The aim is to have the pool of 10 standing arbitrators drawn up by the end of July 2020, allowing them to deal, if necessary, with any appeals between MPIA participants. Commissioner for Trade, Phil Hogan, has also written to the trade ministers of over 100 WTO members, inviting them to join the MPIA.
Commissioner Hogan today said: “The EU has nominated its candidate for the pool of arbitrators to serve under the MPIA. This is an important step forward in making the system operational as quickly as possible. It sends an important signal to the WTO membership that participating WTO members are ready to take concrete action to safeguard an independent dispute settlement system with an appeal function. That is why I am encouraging other WTO members to join this temporary initiative, not just to safeguard their rights but to support a rules-based multilateral dispute settlement system which will be crucial in our economic recovery process”.
The MPIA is in effect since 30 April 2020, when the EU and 18 other WTO members notified the arrangement to the WTO. It provides the participating WTO members with a functioning and independent two-tier dispute settlement system in disputes between them. It will apply until the WTO’s Appellate Body is once again able to function.

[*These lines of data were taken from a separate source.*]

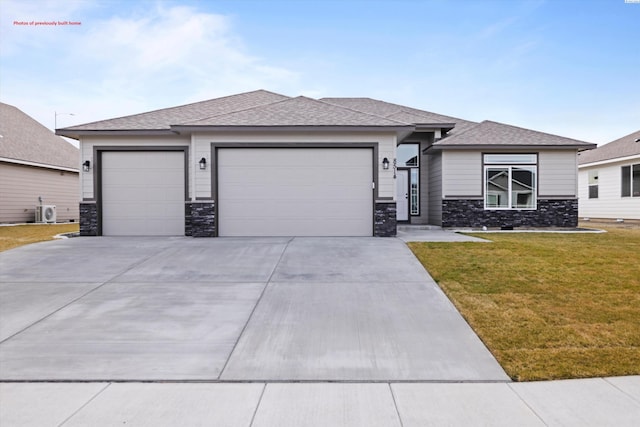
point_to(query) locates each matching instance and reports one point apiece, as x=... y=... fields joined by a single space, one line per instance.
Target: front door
x=402 y=199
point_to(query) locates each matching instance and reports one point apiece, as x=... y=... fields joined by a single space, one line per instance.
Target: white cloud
x=137 y=61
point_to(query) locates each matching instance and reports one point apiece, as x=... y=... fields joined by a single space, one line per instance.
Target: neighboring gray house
x=609 y=180
x=35 y=163
x=264 y=164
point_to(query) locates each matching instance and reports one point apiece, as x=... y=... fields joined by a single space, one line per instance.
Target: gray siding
x=610 y=204
x=463 y=171
x=434 y=169
x=557 y=173
x=21 y=185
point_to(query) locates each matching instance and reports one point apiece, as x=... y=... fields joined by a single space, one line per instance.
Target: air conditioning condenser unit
x=46 y=213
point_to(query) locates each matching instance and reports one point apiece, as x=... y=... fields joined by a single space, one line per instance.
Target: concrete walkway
x=183 y=309
x=591 y=402
x=259 y=332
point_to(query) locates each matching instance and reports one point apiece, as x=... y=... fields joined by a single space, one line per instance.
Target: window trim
x=531 y=166
x=633 y=192
x=593 y=175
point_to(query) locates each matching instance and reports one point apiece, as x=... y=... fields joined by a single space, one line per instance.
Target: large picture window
x=509 y=185
x=631 y=181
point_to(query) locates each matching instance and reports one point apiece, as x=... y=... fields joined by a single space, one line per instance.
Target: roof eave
x=425 y=127
x=304 y=128
x=38 y=165
x=77 y=133
x=579 y=147
x=608 y=161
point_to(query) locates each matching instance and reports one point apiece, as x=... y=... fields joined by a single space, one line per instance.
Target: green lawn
x=18 y=235
x=548 y=306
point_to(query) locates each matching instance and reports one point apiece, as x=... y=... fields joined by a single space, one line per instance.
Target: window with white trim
x=593 y=184
x=631 y=181
x=510 y=181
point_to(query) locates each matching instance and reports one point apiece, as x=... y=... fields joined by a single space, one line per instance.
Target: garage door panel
x=143 y=193
x=286 y=192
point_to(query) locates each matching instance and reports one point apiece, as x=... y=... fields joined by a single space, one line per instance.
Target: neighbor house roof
x=299 y=111
x=399 y=112
x=263 y=109
x=26 y=141
x=623 y=147
x=493 y=134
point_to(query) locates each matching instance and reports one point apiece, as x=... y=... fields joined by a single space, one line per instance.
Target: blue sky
x=568 y=67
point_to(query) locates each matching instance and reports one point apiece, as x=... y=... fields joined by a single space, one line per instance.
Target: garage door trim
x=215 y=146
x=97 y=170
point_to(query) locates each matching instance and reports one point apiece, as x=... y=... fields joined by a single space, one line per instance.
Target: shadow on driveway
x=230 y=309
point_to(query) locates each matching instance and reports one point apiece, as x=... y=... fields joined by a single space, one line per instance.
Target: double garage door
x=260 y=192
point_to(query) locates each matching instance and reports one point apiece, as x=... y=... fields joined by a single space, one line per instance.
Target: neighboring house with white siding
x=264 y=164
x=609 y=180
x=34 y=164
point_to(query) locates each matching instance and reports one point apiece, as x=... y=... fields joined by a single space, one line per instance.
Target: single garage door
x=143 y=193
x=295 y=192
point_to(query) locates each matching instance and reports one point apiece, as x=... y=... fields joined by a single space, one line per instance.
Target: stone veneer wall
x=200 y=219
x=471 y=213
x=385 y=223
x=88 y=219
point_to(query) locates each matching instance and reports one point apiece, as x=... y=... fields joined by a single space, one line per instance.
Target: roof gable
x=489 y=133
x=622 y=147
x=299 y=111
x=26 y=140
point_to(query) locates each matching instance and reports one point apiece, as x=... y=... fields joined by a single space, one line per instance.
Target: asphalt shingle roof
x=164 y=118
x=499 y=134
x=267 y=109
x=622 y=147
x=299 y=111
x=399 y=112
x=25 y=139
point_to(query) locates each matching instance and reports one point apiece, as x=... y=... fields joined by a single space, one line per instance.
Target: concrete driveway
x=230 y=309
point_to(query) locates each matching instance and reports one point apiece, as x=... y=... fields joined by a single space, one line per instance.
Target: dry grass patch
x=548 y=306
x=18 y=235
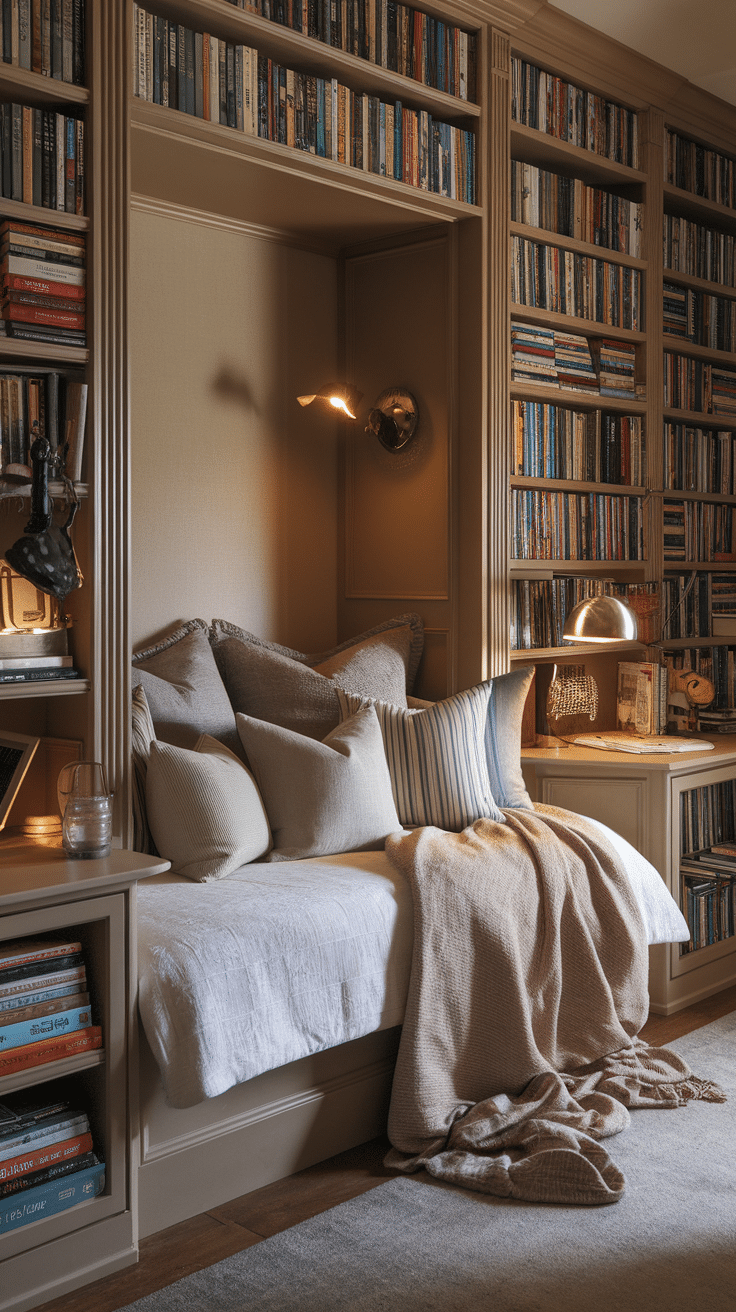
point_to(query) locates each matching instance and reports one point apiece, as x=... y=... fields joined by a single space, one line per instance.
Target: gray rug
x=667 y=1247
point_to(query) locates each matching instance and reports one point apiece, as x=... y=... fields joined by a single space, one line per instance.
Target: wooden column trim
x=109 y=395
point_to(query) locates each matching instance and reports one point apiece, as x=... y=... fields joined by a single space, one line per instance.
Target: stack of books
x=30 y=669
x=573 y=362
x=709 y=895
x=615 y=368
x=42 y=274
x=47 y=1163
x=533 y=354
x=45 y=1010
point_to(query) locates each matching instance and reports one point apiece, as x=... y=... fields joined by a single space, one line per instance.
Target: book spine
x=43 y=1027
x=16 y=264
x=50 y=1050
x=55 y=1197
x=42 y=1157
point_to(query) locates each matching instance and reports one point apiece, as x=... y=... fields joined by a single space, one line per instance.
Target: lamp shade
x=601 y=619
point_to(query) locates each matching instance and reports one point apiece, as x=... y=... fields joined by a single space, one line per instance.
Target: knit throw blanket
x=528 y=989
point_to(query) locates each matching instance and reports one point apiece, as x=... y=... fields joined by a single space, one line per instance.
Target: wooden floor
x=210 y=1237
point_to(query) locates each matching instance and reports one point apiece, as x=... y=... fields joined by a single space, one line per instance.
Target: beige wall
x=234 y=484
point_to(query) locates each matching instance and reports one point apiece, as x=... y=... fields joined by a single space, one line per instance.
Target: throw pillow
x=503 y=738
x=142 y=735
x=205 y=810
x=322 y=797
x=184 y=689
x=437 y=758
x=298 y=692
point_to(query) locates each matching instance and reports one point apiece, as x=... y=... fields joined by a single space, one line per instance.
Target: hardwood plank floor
x=204 y=1240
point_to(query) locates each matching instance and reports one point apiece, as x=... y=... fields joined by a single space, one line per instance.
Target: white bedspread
x=280 y=961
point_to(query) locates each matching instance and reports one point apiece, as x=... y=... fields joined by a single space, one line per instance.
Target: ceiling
x=697 y=38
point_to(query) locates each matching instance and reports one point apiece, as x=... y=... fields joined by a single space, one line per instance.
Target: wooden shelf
x=547 y=238
x=688 y=280
x=298 y=50
x=677 y=201
x=575 y=400
x=524 y=480
x=45 y=688
x=194 y=163
x=570 y=323
x=684 y=347
x=534 y=147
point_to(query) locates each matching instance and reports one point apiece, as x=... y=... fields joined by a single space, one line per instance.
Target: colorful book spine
x=57 y=1195
x=50 y=1050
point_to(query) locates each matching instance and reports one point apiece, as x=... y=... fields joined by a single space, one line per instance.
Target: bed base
x=194 y=1159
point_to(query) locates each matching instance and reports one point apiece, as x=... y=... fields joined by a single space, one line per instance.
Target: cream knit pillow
x=205 y=810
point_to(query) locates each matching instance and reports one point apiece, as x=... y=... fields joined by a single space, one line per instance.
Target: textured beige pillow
x=205 y=810
x=142 y=735
x=298 y=692
x=184 y=688
x=322 y=797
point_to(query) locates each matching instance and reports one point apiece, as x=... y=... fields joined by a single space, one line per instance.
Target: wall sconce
x=341 y=396
x=394 y=419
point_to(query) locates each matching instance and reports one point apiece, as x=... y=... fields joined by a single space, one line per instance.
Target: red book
x=42 y=315
x=50 y=1050
x=21 y=282
x=41 y=1157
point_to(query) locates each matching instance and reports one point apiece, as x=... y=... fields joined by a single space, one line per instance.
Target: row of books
x=571 y=284
x=571 y=207
x=699 y=459
x=640 y=706
x=709 y=900
x=716 y=664
x=699 y=316
x=584 y=446
x=47 y=1161
x=541 y=606
x=576 y=526
x=45 y=1006
x=564 y=110
x=707 y=816
x=242 y=89
x=699 y=251
x=698 y=530
x=45 y=38
x=46 y=404
x=51 y=266
x=692 y=601
x=394 y=36
x=42 y=158
x=698 y=169
x=579 y=364
x=695 y=385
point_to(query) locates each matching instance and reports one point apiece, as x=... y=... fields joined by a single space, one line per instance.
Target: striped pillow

The EU’s priority remains resolving the current WTO Appellate Body impasse as part of a wider reform of the WTO. This is even more important now that the public health situation has re-emphasised the need for a properly functioning, multilateral, rules-based global trading system. For this reason, Commissioner Hogan has also written to Robert Lighthizer, the United States Trade Representative, reiterating the EU’s offer to work together to reform the WTO Appellate Body and other aspects of the WTO system that need improvement.